Jitters about the potential for steep financial losses stemming from such threats as computer hacking and data-privacy mishaps are driving more corporate risk managers and finance executives to buy cyber insurance, according to recent surveys.
With premiums flat for the coverage, which purports to protect corporations from legal and property costs not covered by other property-casualty policies, corporate buyers are jumping into the market with both feet.
The desire for protection probably stems from the possibility that a great deal of money could be lost as a result of, say, a computer-generated extortion or a network breach. An indication of current fears is that an attack on as broad a scale as a blow to the legions of users of Microsoft Windows is on the table these days when risk specialists toss around worst-case scenarios.
But current loss experience offers a more realistic view of what's at stake. Security incidents and data breaches are spawning multimillion-dollar losses, according to the results of a study of 638 U.S.-based executives, managers and staffers involved in their companies' cyber-security risk management activities released by the Ponemon Institute earlier this month.
The average financial impact to companies hit with one or more negative cyber events was $9.4 million, said the study, which was sponsored by Experian. (The firm, which focuses on corporate data-breach protection, occasionally refers clients to cyber insurers but does not sell or benefit from the sale of the coverage itself, says Michael Bruemmer, a vice president at Experian.)
The most common data breaches stemmed from negligence or mistakes that resulted in the loss of confidential business information, which occurred at 45 percent of the companies that suffered incidents (see graph, below). The most common cyber attacks are those that caused disruption to business operations (such as denial-of-service attacks). Less common were cyber attacks causing damage to a company's information-technology infrastructure, including networks and enterprise systems.
When asked to predict their companies' maximum financial exposure to security incidents and data breaches for the next 24 months, estimates by survey respondents averaged about $163 million. Loss of confidential information and business disruption were the cause of most incidents, according to the study.
Most of the estimated money at risk involved the loss of confidential business information, said the respondents, which came from companies ranging in size from less than 500 employees to more than 75,000.
Fifty-six percent of the companies studied have had "a material security exploit" or "data breach" during the past 24 months. Ponemon, a nonprofit think tank focusing on privacy and data-security issues, defines the former term as "a cyber attack that infiltrates a company's networks or enterprise systems" and the latter as a "material data breach is one that results in the loss or theft of 1,000 or more records."
Worries about expensive data breaches and attacks are driving an interest in cyber security insurance, according to the study. At companies that had incidents in the past two years, 70 percent of respondents said the experience boosted their interest in these policies.
In fact, most of the companies either have cyber-security insurance or are considering buying it.

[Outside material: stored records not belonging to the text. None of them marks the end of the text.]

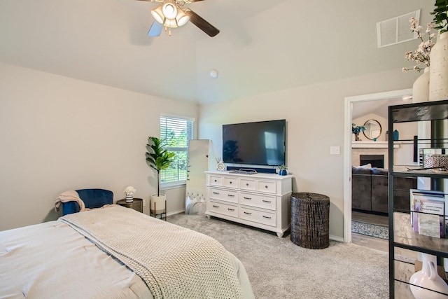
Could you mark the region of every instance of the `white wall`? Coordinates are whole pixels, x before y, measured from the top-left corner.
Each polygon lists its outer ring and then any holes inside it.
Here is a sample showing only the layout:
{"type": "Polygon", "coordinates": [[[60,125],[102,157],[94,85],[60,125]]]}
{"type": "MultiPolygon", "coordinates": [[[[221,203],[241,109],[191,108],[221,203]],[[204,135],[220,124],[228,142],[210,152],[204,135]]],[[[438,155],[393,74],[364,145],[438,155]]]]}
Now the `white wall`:
{"type": "MultiPolygon", "coordinates": [[[[146,144],[162,113],[197,118],[197,106],[0,63],[0,230],[56,219],[67,190],[109,189],[116,201],[132,185],[148,200],[146,144]]],[[[165,193],[169,212],[184,209],[184,187],[165,193]]]]}
{"type": "MultiPolygon", "coordinates": [[[[323,71],[325,70],[323,69],[323,71]]],[[[344,237],[344,97],[412,87],[417,74],[396,69],[368,76],[282,90],[229,102],[200,106],[200,138],[209,139],[218,156],[221,125],[286,119],[288,171],[294,192],[330,197],[330,234],[344,237]],[[330,146],[341,147],[330,155],[330,146]]]]}

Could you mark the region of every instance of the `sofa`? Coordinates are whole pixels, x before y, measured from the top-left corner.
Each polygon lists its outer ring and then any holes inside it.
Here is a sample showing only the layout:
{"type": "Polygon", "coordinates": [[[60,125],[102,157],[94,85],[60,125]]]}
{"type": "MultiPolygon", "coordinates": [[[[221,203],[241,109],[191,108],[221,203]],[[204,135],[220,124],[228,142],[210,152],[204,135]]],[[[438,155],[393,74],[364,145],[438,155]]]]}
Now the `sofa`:
{"type": "MultiPolygon", "coordinates": [[[[394,208],[410,210],[410,189],[416,189],[416,178],[394,179],[394,208]]],[[[388,170],[384,168],[351,167],[351,208],[354,210],[387,214],[388,170]]]]}

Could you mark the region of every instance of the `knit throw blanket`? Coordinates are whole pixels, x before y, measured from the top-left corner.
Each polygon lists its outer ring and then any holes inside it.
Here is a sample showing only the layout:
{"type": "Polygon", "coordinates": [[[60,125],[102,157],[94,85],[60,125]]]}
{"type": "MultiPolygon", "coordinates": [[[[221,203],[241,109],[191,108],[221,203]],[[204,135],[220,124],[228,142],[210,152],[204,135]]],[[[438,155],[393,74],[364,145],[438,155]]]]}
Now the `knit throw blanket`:
{"type": "Polygon", "coordinates": [[[115,205],[59,221],[139,274],[156,299],[242,298],[227,251],[210,237],[115,205]]]}

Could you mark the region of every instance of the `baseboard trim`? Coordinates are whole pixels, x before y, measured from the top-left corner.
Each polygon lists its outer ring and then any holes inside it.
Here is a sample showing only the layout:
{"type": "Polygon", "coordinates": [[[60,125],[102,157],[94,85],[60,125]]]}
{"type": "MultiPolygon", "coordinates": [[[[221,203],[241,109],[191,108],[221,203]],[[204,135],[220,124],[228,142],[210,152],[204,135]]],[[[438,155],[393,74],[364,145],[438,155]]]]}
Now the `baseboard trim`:
{"type": "Polygon", "coordinates": [[[333,236],[332,235],[330,235],[330,239],[333,241],[345,242],[345,240],[344,239],[344,238],[342,238],[337,236],[333,236]]]}

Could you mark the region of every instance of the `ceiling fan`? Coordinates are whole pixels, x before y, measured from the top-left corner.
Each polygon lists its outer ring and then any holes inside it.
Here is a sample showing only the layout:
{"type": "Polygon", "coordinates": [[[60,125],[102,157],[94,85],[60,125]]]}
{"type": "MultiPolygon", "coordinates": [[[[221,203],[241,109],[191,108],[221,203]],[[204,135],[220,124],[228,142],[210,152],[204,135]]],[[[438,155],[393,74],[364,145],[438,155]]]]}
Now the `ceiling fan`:
{"type": "Polygon", "coordinates": [[[183,26],[191,21],[199,29],[213,37],[219,33],[219,30],[204,20],[188,8],[184,8],[185,4],[191,4],[203,0],[138,0],[146,2],[160,2],[162,4],[151,11],[151,15],[155,20],[148,32],[149,36],[158,36],[164,27],[168,28],[168,34],[171,35],[171,29],[183,26]]]}

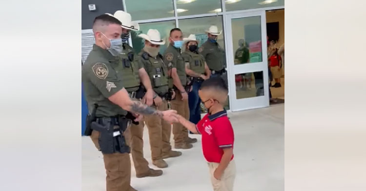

Thirty-one percent of the respondents said they have a policy and 39 percent said their organization plans to purchase a policy.
While CFOs don't tend to have a hands-on role in buying the coverage, they can be strong advocates for it. Thus, although finance chiefs were responsible for assessing and choosing insurers at companies represented by just 4 percent of the respondents, 17 percent said their CFOs were influential "in making the case for the purchase of a cyber security insurance policy."
till, whether it's the CFO, the risk manager or another corporate official pushing the decision, companies are increasingly deciding in favor of buying the coverage. The number of clients of the financial and professional liability arm of Marsh, the insurance brokerage, that bought cyber insurance surged 33 percent from 2011 to 2012, according to a Marsh client briefing in March. The firm, which is seeing double-digit growth in the number of clients purchasing cyber coverage in 2013, would not reveal the number of client on which the percentages are based.
In 2012, the maximum cyber coverage limits purchased in 2012 averaged $16.8 million per client, an increase of nearly 20 percent over 2011, according to the Marsh briefing.
Companies renewing their current policies can expect a swing in pricing of 2 percent, either up or down, according to Bob Parisi, the network security and privacy practice leader at Marsh. Depending on the size and computer risks of the company, the price can swing widely, from as low as $5,000 per $1 million worth of coverage to as high as $25,000 to $35,000 for the same amount, according to the broker. Typically, such policies cover companies' risks in collecting confidential data and the possibility of direct losses to corporate property and revenue resulting from network failures.